The proposed rule change itself “only applies at the point of entry or when getting green card status and even then there’s some exclusion,” she said. “So I think it’s really important to highlight that it only technically applies to a small portion, and that it’s neither finalized nor in effect nor will it be retroactive.”
The National Immigration Law Center recommends that families planning to apply for a green card or visa continue to use health, housing and nutrition programs when needed.
Analyzing data from the 2015 Medical Expenditure Panel Survey, Zallman and her colleagues estimated how many children in the United States currently enrolled in Medicaid, CHIP or the Supplemental Nutrition Assistance Program (SNAP) may be at risk of disenrollment due to living with an adult who is a non-citizen. It was found to be about 8.3 million children.
The researchers then determined 5.5 million of these children have a specific medical need — including 615,842 with asthma, 53,728 with epilepsy, 3,658 with cancer and 583,700 with disabilities.
The researchers also assumed a 25% disenrollment rate among at-risk children. That rate was modeled after previous studies that measured disenrollment rates among eligible immigrants around the time of the 1996 welfare reform.
The study had some limitations, including that the researchers were unable to estimate the number of children in households receiving housing assistance or Medicare part D low-income subsidies. Additionally, the 25% disenrollment rate estimate came from previous research on welfare reform, a different scenario than the proposed “public charge” rule change.
The researchers wrote in their study that, if the public charge rule is finalized, disenrollment rates might be even higher than they estimate.
Kelly Whitener, an associate professor at the Georgetown University McCourt School of Public Policy’s Center for Children and Families in Washington DC, said that she was not surprised to see such a large number of children potentially at risk of losing benefits.
“The 8.3 million number needs to be in context with the 1.4 million that they would expect to disenroll using the 25% disenrollment rate,” said Whitener, who was not involved in the study.
“One in four children in the US have an immigrant parent, so that’s a huge number. Then once you try to whittle down to how many children have a non-citizen parent, how many of those children use Medicaid and CHIP, it doesn’t surprise me that the number would still be quite large,” she said.

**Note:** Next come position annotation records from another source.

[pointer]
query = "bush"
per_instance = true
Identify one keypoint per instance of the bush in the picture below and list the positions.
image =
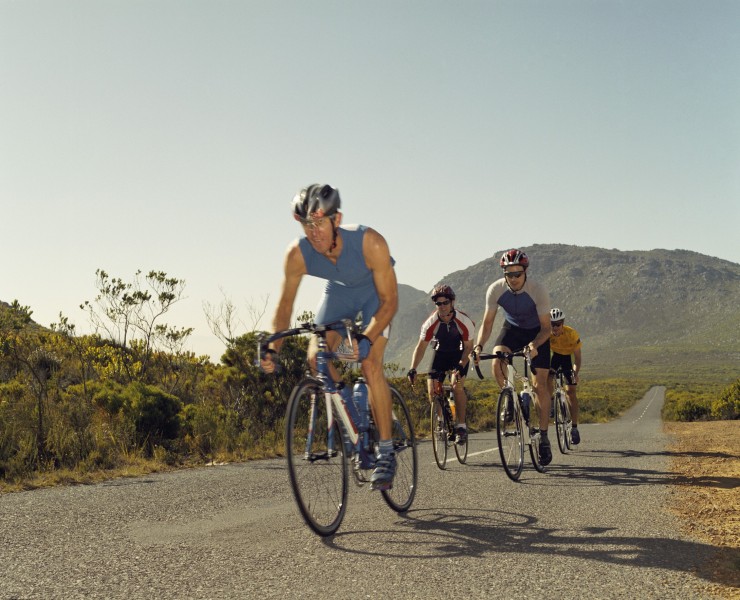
(727, 405)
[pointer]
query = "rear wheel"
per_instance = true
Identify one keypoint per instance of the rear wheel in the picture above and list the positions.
(534, 434)
(561, 421)
(461, 451)
(401, 495)
(439, 433)
(316, 460)
(509, 434)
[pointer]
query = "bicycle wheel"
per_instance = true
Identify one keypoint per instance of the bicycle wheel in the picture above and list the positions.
(316, 459)
(534, 434)
(509, 434)
(560, 422)
(439, 433)
(568, 423)
(401, 495)
(461, 451)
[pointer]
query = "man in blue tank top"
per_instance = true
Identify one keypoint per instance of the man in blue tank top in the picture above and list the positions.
(526, 307)
(356, 262)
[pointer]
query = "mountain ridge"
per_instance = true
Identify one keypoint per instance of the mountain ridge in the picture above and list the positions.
(620, 301)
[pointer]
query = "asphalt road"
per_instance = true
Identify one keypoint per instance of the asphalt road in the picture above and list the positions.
(594, 525)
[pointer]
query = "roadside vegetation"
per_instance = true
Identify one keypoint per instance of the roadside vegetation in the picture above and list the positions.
(129, 400)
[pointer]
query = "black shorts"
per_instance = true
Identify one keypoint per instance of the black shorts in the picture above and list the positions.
(515, 338)
(564, 362)
(447, 361)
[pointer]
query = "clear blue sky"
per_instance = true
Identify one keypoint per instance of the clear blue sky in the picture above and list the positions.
(172, 135)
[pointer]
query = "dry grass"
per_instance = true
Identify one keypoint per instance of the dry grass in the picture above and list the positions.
(706, 463)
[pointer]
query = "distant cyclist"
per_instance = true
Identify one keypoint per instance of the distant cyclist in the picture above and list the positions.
(450, 332)
(361, 280)
(564, 342)
(526, 307)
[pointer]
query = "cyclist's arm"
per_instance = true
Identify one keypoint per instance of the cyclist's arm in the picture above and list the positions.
(378, 259)
(485, 331)
(467, 350)
(543, 335)
(418, 354)
(294, 269)
(577, 362)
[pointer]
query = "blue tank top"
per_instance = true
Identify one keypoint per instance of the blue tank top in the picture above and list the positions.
(350, 270)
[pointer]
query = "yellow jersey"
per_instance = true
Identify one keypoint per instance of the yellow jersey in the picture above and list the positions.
(565, 343)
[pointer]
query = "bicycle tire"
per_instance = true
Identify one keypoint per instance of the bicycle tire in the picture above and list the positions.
(509, 434)
(534, 434)
(401, 495)
(439, 433)
(561, 422)
(461, 451)
(318, 465)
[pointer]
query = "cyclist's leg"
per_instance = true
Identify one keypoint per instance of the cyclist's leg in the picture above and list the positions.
(570, 390)
(541, 368)
(503, 343)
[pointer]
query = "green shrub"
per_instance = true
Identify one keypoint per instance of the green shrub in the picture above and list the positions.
(727, 405)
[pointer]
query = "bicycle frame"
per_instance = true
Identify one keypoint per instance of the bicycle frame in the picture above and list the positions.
(317, 413)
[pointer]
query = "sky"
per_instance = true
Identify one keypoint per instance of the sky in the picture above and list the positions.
(172, 135)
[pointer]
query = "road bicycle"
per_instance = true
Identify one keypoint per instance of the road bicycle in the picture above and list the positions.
(563, 420)
(517, 416)
(442, 419)
(329, 431)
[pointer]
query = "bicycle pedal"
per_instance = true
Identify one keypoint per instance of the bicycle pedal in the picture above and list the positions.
(382, 486)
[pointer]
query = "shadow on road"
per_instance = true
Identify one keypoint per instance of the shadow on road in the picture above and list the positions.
(483, 533)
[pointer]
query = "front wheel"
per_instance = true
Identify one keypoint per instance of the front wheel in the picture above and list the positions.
(401, 495)
(317, 463)
(439, 433)
(561, 422)
(509, 434)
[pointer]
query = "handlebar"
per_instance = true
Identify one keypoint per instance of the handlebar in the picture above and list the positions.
(351, 329)
(506, 356)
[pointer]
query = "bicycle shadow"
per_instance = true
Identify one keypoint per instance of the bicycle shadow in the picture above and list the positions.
(637, 476)
(449, 533)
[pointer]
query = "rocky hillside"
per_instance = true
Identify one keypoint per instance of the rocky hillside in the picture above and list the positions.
(623, 303)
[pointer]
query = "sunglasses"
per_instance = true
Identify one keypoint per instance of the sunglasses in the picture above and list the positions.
(318, 223)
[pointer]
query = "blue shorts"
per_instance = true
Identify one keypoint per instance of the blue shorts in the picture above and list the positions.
(515, 338)
(342, 302)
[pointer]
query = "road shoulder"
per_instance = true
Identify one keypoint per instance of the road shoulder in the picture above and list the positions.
(705, 460)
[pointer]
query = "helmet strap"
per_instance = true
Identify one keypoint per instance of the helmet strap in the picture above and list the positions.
(334, 237)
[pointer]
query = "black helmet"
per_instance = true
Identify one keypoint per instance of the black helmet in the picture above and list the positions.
(514, 257)
(556, 314)
(442, 289)
(316, 200)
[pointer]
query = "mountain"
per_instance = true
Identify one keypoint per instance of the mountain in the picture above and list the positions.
(656, 305)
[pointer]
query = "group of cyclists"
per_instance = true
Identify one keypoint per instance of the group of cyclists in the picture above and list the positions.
(359, 269)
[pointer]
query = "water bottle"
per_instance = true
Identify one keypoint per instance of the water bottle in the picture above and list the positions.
(526, 403)
(344, 392)
(359, 396)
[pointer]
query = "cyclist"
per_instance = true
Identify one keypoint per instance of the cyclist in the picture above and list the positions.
(450, 332)
(564, 342)
(526, 307)
(356, 261)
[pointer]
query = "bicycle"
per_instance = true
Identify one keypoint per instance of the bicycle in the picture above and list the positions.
(517, 416)
(327, 430)
(563, 420)
(442, 420)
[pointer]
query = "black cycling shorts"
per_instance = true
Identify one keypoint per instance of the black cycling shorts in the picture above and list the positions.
(564, 362)
(447, 361)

“I think that the public charge rule, even in its proposed form, together with all of these other activities happening — around increased ICE raids, the prolonged humanitarian crisis at the border — all of these things are feeding into a climate of fear that is developing into toxic stress for immigrant communities,” she added. “That’s going to have long-lasting impacts on the development of children, far beyond what you can more carefully monitor in terms of enrollment in certain programs.”
The change in the public charge immigration rules likely will have a “dramatic effect” on children residing in the United States with non-citizen adults, explained Dr. Paul Spiegel in an email. Spiegel a professor and director of the Center for Humanitarian Health at the Johns Hopkins Bloomberg School of Public Health in Baltimore.

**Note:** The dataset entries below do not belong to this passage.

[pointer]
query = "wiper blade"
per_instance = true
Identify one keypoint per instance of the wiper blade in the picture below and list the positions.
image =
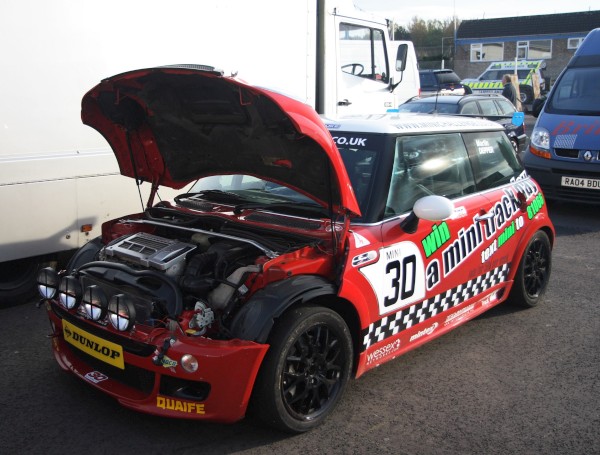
(217, 196)
(300, 208)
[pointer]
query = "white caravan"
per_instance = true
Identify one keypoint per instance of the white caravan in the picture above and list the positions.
(59, 180)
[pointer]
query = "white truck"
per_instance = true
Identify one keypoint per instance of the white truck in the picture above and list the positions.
(59, 180)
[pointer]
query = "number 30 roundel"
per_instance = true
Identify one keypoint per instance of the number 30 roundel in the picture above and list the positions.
(398, 277)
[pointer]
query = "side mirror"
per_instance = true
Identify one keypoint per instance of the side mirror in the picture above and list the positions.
(518, 118)
(430, 208)
(401, 55)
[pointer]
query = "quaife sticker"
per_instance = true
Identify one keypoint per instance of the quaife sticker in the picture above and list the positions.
(172, 404)
(398, 277)
(97, 347)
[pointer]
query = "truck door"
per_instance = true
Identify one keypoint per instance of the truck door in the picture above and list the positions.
(363, 73)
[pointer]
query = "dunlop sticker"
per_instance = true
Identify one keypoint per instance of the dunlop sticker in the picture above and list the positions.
(99, 348)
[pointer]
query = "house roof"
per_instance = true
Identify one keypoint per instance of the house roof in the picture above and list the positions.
(545, 24)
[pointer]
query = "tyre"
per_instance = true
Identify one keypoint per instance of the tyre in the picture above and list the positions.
(305, 371)
(533, 273)
(18, 280)
(526, 93)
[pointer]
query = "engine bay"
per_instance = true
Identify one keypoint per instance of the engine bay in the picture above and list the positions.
(196, 270)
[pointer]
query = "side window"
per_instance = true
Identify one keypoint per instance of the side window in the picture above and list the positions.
(427, 80)
(505, 107)
(488, 107)
(428, 164)
(363, 53)
(492, 157)
(470, 109)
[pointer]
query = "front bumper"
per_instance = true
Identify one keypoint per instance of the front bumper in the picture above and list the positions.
(549, 173)
(218, 391)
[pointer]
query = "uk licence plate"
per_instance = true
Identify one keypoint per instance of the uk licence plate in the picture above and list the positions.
(97, 347)
(578, 182)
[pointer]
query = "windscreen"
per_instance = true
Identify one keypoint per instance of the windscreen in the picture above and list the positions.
(577, 92)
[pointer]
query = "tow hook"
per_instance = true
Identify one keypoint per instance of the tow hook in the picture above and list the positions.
(162, 352)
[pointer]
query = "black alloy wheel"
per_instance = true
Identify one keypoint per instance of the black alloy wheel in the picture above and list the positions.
(305, 371)
(533, 275)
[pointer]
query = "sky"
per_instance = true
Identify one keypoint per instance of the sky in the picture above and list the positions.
(402, 12)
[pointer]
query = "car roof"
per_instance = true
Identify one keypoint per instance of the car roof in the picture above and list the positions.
(454, 99)
(409, 123)
(445, 70)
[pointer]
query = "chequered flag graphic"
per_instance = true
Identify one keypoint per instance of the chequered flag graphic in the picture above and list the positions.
(392, 324)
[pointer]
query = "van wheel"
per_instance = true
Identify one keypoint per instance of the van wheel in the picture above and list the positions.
(533, 273)
(305, 371)
(17, 280)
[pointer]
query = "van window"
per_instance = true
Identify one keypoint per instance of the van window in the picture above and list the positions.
(576, 93)
(363, 53)
(428, 164)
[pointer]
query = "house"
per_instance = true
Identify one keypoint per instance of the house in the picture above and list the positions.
(551, 37)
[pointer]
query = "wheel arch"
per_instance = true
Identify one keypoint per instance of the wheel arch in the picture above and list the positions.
(520, 249)
(257, 318)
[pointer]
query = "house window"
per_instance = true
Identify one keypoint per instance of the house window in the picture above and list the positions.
(487, 52)
(574, 43)
(534, 50)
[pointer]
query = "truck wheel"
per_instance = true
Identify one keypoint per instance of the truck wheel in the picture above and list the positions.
(305, 371)
(17, 280)
(533, 273)
(526, 93)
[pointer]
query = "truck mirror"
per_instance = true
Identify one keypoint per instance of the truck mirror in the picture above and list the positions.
(518, 118)
(401, 57)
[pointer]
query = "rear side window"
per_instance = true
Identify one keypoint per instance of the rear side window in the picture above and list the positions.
(428, 164)
(492, 157)
(448, 78)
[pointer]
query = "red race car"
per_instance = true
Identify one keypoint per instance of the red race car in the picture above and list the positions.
(307, 251)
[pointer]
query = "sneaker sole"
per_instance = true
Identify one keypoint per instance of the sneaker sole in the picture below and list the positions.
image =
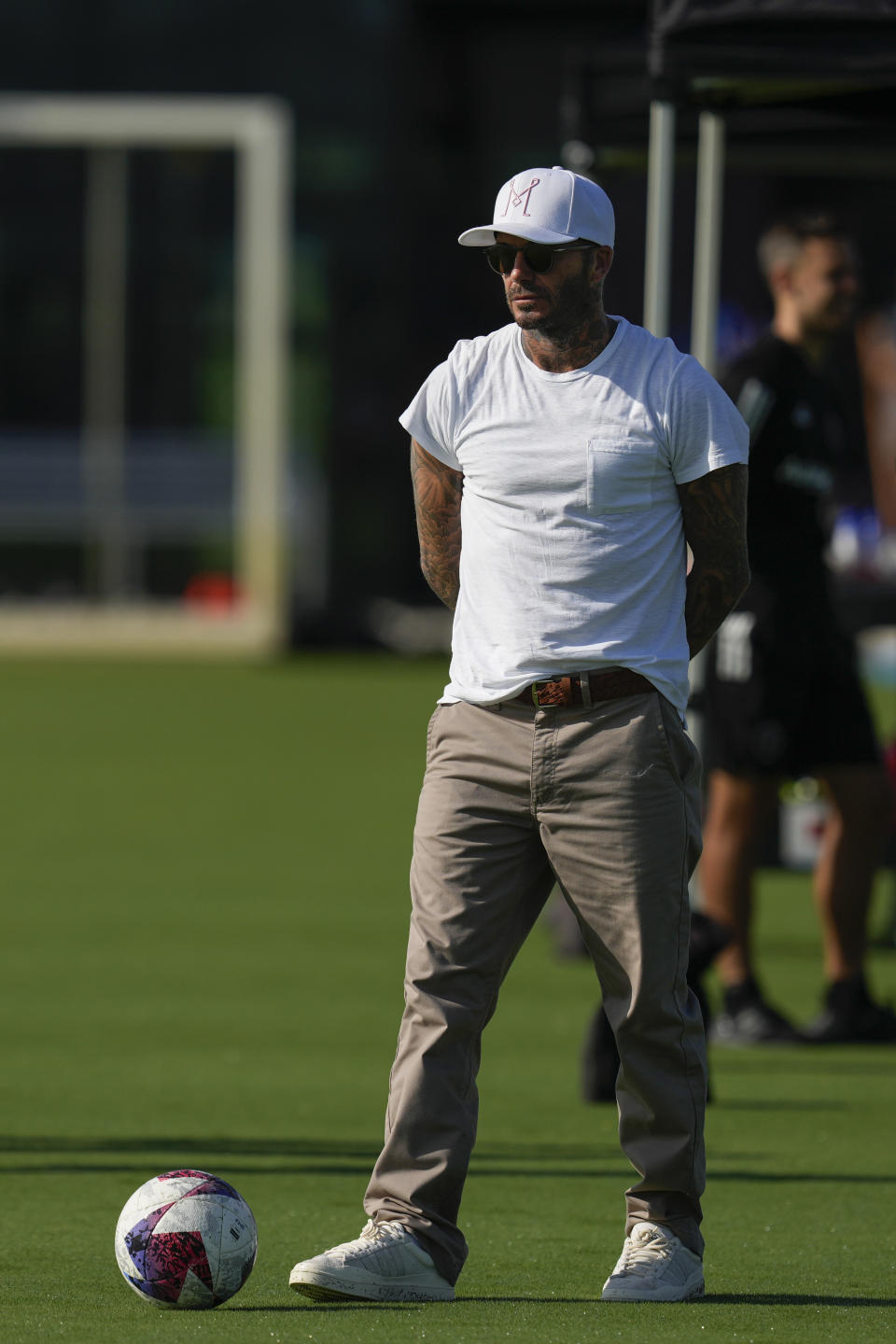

“The public health effects could have larger repercussions beyond those children and their families,” said Spiegel, who was not involved in the study.
“The limitations of the study point towards a likely underestimation of the children who will be affected by the administration’s change in the public charge immigration rules,” he said. “The findings that approximately 8.3 million children who are currently enrolled in Medicaid and CHIP or receiving SNAP benefits are potentially at risk of disenrollment, of whom 5.5 million have specific medical needs is startling as to their magnitude and implications.”